Anarchie und Selbstbestimmung – Erinnerungen an Joachim Domann „Schmutz“

Ein Selbstbildnis von Schmutz 2018

In der Nacht vom 18. auf den 19. Mai 2019 ist im Alter von 50 Jahren Joachim Domann, besser bekannt unter seinem Spitznamen Schmutz, in Stuttgart gestorben. In der Stadt am Neckar war er vielen Menschen durch sein extravagantes Äußeres bekannt. Man traf ihn auf Punk- und Indykonzerten, im „Schlesinger“, bei nicht-kommerziellen Festivals wie dem Umsonst und Draußen und zuletzt auch bei Kunstausstellungen und Vernissagen. Ein gefühlvoller Nachruf von Uwe Bogen in der Stuttgarter Zeitung vom 1. Juni 2019 würdigt ihn als „Paradiesvogel“ und lässt den Wirt und Kunstfreund Bernd Heidelbauer zu Wort kommen, der einst in New York lebte und Schmutz in High Heels und Strapsen in der Stuttgarter Straßenbahn kennenlernte. Beide Männer freundeten sich an. „Solche Typen wie ihn habe ich selbst in New York nicht gesehen“ sagt er. Zuletzt arbeitete Schmutz mit einer Stuttgarter Fotografin an einem Projekt zum Thema Fetisch. Sie dürfte damit der Mensch sein, der die letzten Bilder von Schmutz angefertigt hat. Auf seinem Facebook-Profil zeigte er sich selbst gerne in den unterschiedlichsten erotischen Outfits und Posen.

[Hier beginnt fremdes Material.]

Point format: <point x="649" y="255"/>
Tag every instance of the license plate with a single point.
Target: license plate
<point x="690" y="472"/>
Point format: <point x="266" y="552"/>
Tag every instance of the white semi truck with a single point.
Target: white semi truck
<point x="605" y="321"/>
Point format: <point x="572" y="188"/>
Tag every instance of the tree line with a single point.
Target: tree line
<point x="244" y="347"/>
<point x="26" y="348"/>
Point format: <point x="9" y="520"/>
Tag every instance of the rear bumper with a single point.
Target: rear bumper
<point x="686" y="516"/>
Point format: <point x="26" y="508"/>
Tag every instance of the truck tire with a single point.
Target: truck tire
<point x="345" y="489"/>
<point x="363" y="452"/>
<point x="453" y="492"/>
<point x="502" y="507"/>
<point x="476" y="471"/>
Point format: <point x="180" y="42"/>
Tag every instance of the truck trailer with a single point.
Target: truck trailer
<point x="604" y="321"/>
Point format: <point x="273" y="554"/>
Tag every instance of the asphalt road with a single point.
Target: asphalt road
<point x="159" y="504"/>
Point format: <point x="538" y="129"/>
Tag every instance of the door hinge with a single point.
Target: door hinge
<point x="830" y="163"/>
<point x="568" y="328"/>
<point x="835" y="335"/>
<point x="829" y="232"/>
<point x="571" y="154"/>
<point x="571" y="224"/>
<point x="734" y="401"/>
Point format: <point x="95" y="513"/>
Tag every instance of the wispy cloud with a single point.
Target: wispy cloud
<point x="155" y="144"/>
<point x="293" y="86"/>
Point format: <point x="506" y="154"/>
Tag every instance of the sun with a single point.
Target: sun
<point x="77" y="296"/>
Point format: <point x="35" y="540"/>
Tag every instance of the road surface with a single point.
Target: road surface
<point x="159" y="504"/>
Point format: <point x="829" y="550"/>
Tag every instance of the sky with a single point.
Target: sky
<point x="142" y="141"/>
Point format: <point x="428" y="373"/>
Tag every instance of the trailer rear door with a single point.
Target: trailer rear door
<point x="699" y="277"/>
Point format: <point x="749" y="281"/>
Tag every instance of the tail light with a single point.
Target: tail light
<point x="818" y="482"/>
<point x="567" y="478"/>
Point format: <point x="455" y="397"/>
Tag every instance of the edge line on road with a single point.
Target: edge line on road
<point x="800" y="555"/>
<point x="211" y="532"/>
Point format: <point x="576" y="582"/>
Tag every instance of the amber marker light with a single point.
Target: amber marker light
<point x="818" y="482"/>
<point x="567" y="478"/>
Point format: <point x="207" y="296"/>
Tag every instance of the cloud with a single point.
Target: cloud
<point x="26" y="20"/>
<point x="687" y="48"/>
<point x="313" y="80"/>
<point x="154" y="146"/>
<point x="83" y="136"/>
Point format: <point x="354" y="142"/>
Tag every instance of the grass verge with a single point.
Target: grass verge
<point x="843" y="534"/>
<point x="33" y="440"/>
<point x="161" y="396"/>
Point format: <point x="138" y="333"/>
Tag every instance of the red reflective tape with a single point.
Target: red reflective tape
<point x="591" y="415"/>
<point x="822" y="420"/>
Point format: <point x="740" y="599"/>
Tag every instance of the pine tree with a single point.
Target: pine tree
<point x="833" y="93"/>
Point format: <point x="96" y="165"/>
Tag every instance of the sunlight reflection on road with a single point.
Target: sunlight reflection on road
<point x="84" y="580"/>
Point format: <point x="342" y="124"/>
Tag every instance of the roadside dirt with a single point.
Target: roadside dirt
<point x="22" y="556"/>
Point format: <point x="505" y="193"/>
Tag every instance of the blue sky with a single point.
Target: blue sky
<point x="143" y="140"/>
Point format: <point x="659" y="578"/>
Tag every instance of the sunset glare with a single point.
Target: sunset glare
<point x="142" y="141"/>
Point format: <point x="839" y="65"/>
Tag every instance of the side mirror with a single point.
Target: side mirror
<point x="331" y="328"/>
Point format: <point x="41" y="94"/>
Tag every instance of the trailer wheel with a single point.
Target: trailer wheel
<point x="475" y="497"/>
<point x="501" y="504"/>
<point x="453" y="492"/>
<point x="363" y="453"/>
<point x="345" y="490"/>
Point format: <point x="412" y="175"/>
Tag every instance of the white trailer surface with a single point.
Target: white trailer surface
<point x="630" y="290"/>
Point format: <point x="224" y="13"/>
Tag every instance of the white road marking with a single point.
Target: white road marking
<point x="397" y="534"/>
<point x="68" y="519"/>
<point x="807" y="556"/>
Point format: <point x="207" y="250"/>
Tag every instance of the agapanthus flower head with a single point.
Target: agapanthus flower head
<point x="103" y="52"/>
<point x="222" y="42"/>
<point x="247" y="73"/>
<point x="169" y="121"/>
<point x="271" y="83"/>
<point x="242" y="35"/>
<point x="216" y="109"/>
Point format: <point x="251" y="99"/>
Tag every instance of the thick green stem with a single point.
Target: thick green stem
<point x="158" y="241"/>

Doch Schmutz war nicht nur ein Zerstörer von bürgerlichen Konventionen im Interesse eines freien und selbstbestimmten Lebens. In den frühen 1990er Jahren gehörte er zu den aktivsten anarchistischen und anarcho-syndikalistischen Genossen Stuttgarts. Aufgewachsen in einem Heim kam er durch die Buchempfehlung eines Erziehers zum Anarchismus und schloss sich 1990 der damals kleinen Gruppe der anarcho-syndikalistischen Freien Arbeiterinnen- und Arbeiter Union (FAU) an. Hier lernten wir uns kennen und schätzen und in den nächsten Jahren verging keine Woche ohne gemeinsame Aktivitäten. Am Aufstieg des Anarchismus in Stuttgart zu dieser Zeit hat Schmutz durch seine offene, bestimmte und freundliche Art seinen Anteil. Schmutz gehörte zu den zuverlässigsten Genossen und war Gründungsmitglied der 1990 gebildeten Anarcho-Syndikalistischen Jugend (ASJ) Stuttgart, die wenig später mehrere dutzend Angehörige in der Stadt und dem Umland umfasste und in den sozialen und politischen Auseinandersetzungen wirkte.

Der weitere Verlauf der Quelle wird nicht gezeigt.